Part of this requires Perplexity to scrape the websites of news outlets and other sources. Web scraping is an automated method to quickly extract large amounts of data from websites, using bots to find requested information by analyzing the HTML content of web pages, locating and extracting the desired data and then aggregating it into a structured format (like a spreadsheet or database) specified by the user. The data acquired this way can then be repurposed as the party doing the gathering sees fit. Is this copyright infringement? Probably, because copyright infringement is when you copy copyrighted material without permission. 

To make matters worse, at least according to Dow Jones and NYP Holdings, Perplexity seems to have ignored the Robots Exclusion Protocol. This is a tool that, among other things, instructs scraping bots not to copy copyrighted materials. However, despite the fact that these media outlets deploy this protocol, Perplexity spits out verbatim copies of some of the Plaintiff’s articles and other materials. 

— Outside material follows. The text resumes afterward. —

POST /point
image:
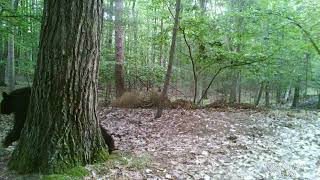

Of course, Perplexity has a defense, of sorts. Its CEO accuses the Plaintiffs and other media companies of being incredibly short sighted, and wishing for a world in which AI didn’t exist. Perplexity says that media companies should work with, not against, AI companies to develop shared platforms. It’s not entirely clear what financial incentives Perplexity has or will offer to these and other content creators. 

Moreover, it seems like Perplexity is the one that is incredibly shortsighted. The whole premise of copyright law is that if people are economically rewarded they will create new, useful and insightful (or at least, entertaining) materials. If Perplexity had its way, these creators would not be paid at all or accept whatever it is that Perplexity deigns to offer. Presumably, this would not end well for the content creators and there would be no more reliable, up-to-date information to scrape. Moreover, Perplexity’s self-righteous claim that media companies just want to go back to the Stone Age (i.e., the 20th century) seems premised on a desire for a world in which the law allows anyone who wants copyrighted material to just take it without paying for it. And that’s not how the world works — at least for now.